From June 15, 1976, until February 1, 1977, O'Neill failed to pay any of the court costs and thereby violated a condition of his probation. As a result, a warrant was issued for his arrest for violation of probation and a show cause order was issued. On the morning of February 1, 1977, O'Neill learned that a bench warrant had been issued for his arrest. He obtained a money order to cover the court costs and went to the courthouse to make payment. When he arrived, he told the probation agent that he had previously paid the costs and that the records of the probation department were inaccurate.

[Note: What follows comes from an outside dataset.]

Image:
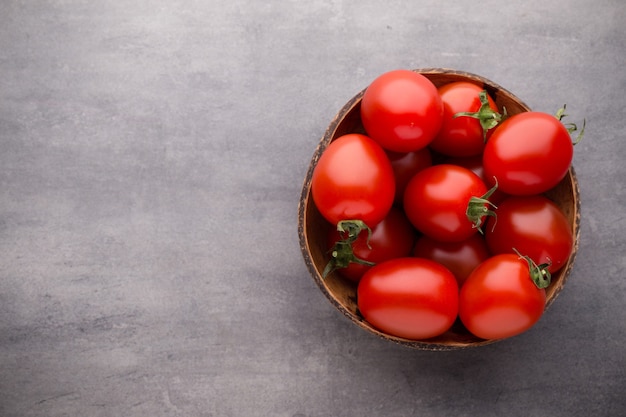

He told the same falsehood to the Assistant State's Attorney who was in charge of his case and also to Judge Cicone, apparently in the Judge's Chambers. These misrepresentations were identical to earlier falsehoods concerning his payment of the court costs, which he had made to the probation department via the telephone.

We have said that there is no more important moral character trait in a lawyer than truthfulness and candor. See Fellner v. Bar Ass'n, 213 Md. 243, 131 A.2d 729 (1957). In view of this, and considering all the circumstances, I would impose a ninety-day suspension rather than a reprimand.

Judges Orth and Cole have authorized me to state that they concur with the views expressed herein.